Nach Öl-Anschlag auf Motorradfahrer 50.000 Euro für eine Spur

Ein Familienvater war im April auf einer vorsätzlich gelegten Ölspur ausgerutscht und gestorben. Die Polizei sucht den Täter. Jetzt hat ein Geschäftsmann aus Nordrhein-Westfalen die Belohnung massiv aufgestockt - und viele Biker aus dem Unterallgäug schöpfen wieder Hoffnung.

Auf ihren schwarzen Bikerwesten prangt quer über den Rücken eine Aufschrift: "In Gedenken an Sepp, 17.04.2011". So trauern die Mitglieder des "Unterallgäuer Motorradclubs" um einen der Ihren. Der zweifache Familienvater war im April nahe Markt Rettenbach mit seiner Maschine auf einer vorsätzlich gelegten Ölspur ausgerutscht, gestürzt, gegen einen entgegenkommenden Wagen geprallt und noch an der Unfallstelle gestorben. Für die Polizei stand damals schnell fest, dass der tödliche Unfall des 37-Jährigen vorsätzlich herbeigeführt worden war.
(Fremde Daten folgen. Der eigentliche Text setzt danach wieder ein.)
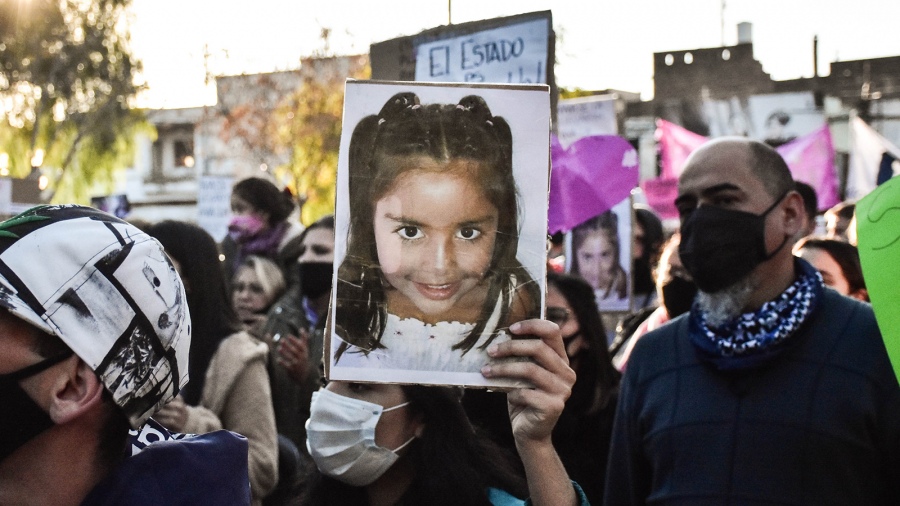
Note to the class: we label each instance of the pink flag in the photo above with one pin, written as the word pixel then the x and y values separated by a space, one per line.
pixel 675 144
pixel 811 160
pixel 589 178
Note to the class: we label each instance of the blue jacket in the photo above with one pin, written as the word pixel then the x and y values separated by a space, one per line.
pixel 819 425
pixel 178 471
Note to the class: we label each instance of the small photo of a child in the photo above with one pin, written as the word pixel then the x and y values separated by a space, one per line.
pixel 441 225
pixel 601 255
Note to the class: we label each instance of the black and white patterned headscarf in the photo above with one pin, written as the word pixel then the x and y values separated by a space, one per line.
pixel 753 338
pixel 108 291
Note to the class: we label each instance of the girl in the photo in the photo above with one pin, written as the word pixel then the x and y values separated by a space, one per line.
pixel 431 270
pixel 596 259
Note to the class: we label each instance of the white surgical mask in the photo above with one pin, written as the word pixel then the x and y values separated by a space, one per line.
pixel 340 437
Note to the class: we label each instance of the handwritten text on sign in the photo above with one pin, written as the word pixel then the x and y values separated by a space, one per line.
pixel 512 54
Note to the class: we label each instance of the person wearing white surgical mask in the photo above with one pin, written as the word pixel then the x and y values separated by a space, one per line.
pixel 384 444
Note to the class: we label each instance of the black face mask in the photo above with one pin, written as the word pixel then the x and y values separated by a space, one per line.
pixel 315 278
pixel 721 246
pixel 22 419
pixel 678 295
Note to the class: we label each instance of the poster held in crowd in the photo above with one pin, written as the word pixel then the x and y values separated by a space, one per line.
pixel 599 250
pixel 440 228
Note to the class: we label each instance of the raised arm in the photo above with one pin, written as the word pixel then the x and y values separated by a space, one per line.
pixel 533 412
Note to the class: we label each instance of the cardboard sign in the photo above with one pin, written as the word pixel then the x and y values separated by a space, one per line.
pixel 510 54
pixel 878 234
pixel 440 239
pixel 586 116
pixel 214 205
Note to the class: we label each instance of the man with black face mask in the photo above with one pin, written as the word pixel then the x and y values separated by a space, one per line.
pixel 772 389
pixel 295 331
pixel 94 338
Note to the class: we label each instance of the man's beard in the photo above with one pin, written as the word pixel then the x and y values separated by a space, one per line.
pixel 727 304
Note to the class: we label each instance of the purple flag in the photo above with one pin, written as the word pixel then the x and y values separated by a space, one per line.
pixel 811 160
pixel 589 178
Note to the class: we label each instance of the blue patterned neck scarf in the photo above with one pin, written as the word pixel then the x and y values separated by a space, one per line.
pixel 754 338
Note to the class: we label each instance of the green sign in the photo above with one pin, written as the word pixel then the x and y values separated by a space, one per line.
pixel 878 236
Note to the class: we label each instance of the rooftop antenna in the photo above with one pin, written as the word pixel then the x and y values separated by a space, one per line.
pixel 722 22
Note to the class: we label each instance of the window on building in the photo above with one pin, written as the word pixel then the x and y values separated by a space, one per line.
pixel 184 153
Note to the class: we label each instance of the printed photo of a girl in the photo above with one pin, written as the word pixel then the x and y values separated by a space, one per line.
pixel 432 270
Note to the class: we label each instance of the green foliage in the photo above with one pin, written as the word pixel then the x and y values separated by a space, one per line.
pixel 67 83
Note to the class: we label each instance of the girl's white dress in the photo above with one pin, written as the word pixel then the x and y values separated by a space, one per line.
pixel 412 344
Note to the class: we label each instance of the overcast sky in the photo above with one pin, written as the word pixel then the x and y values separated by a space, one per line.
pixel 601 44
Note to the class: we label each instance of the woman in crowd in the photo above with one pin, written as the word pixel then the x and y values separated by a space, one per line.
pixel 294 331
pixel 229 385
pixel 384 444
pixel 838 262
pixel 583 432
pixel 648 240
pixel 675 290
pixel 259 224
pixel 257 284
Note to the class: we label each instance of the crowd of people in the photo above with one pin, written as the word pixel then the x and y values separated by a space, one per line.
pixel 749 371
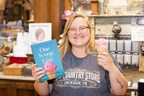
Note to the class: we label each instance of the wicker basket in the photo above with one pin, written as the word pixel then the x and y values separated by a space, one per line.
pixel 14 69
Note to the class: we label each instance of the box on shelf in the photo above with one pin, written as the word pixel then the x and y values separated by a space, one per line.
pixel 19 60
pixel 14 69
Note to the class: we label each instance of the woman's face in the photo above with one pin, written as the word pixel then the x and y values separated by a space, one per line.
pixel 79 33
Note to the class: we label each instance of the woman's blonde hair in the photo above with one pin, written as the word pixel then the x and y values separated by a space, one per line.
pixel 65 45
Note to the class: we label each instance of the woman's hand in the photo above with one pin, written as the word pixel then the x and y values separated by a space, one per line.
pixel 37 73
pixel 105 60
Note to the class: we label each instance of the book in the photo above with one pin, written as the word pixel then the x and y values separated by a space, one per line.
pixel 40 32
pixel 46 55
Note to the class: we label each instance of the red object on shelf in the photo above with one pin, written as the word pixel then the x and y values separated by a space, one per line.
pixel 18 60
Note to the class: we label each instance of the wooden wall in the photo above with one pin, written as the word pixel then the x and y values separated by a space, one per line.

Im April rutschte ein Motorradfahrer auf einer vorsätzlich gelegten Ölspur aus. Seitdem sucht die Polizei den Täter.

(Foto: Polizei)

Ein Unbekannter hatte in einem Umkreis von 20 Kilometern zehn Ölspuren auf verschiedenen Landstraßen im Allgäu gelegt. Vom Täter fehlt auch ein halbes Jahr nach dem Anschlag jede Spur. Doch jetzt schöpfen die Motorradfahrer wieder Hoffnung: Ein 58-jähriger Geschäftsmann aus Nordrhein-Westfalen hat die Belohnung für Hinweise, die zur Ergreifung des Täters führen, aufgestockt - von bislang 8000 auf 50.000 Euro.
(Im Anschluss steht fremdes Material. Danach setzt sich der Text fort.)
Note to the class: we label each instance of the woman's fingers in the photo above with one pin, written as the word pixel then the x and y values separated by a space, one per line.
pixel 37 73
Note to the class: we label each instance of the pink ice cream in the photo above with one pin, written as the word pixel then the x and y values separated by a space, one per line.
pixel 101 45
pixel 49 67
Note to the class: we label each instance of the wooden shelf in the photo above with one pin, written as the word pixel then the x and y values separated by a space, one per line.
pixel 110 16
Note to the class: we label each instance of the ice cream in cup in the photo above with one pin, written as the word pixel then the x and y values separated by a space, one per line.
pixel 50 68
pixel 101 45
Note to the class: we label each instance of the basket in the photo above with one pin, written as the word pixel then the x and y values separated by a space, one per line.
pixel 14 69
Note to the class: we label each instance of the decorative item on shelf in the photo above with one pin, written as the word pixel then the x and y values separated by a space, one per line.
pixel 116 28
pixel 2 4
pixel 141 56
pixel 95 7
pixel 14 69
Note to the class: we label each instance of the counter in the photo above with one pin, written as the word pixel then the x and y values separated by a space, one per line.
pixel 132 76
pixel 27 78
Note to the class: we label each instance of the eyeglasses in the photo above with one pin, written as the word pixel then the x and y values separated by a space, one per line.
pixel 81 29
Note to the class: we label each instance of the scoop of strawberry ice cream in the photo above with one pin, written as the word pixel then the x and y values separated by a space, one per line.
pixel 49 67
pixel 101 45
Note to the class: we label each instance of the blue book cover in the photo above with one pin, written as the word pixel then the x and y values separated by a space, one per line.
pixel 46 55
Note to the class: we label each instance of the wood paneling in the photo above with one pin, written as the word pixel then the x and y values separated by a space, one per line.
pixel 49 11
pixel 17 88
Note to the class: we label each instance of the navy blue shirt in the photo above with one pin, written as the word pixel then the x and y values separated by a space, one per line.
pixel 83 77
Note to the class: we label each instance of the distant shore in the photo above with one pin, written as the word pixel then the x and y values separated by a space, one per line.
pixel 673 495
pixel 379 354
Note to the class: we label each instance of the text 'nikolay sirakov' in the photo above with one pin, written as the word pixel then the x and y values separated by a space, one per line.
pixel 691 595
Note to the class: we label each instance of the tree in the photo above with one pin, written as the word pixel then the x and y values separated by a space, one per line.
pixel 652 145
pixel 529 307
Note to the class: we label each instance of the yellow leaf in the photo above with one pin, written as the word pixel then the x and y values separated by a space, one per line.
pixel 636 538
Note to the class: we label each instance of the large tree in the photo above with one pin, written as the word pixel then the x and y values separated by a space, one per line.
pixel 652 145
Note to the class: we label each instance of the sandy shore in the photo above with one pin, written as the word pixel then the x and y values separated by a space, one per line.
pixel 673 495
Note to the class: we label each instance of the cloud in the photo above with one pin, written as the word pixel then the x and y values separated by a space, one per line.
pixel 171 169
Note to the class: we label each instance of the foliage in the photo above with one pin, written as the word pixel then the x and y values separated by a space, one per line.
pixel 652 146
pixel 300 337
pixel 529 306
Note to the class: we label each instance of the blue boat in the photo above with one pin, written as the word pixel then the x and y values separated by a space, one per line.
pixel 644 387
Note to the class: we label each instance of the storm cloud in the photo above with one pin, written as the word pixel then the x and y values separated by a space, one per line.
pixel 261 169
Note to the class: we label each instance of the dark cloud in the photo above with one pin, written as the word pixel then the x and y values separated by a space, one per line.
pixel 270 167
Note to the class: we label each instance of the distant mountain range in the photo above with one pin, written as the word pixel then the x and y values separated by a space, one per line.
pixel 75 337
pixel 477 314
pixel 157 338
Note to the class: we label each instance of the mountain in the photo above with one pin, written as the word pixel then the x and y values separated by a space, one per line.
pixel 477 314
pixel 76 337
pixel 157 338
Denn bislang waren die intensiven Ermittlungen der Sonderkommission "Ölfleck" bei der Memminger Kriminalpolizei erfolglos. "Nein, wir haben keine heiße Spur", sagt der Leiter der Soko, Winfried Weber. Mehr als 180 Hinweise habe seine Ermittlungsgruppe bislang ohne Ergebnis abgearbeitet. Die Polizei befragte die Anwohner der betroffenen Streckenabschnitte. Immer wieder gebe es zwar Tipps für die Beamten, sagt Weber. Doch eine Hausdurchsuchung in einem Weiler nahe Markt Rettenbach habe nicht zur Ergreifung des Täters geführt. Auch die Überprüfung eines vorbestraften Mannes aus der näheren Umgebung blieb ergebnislos.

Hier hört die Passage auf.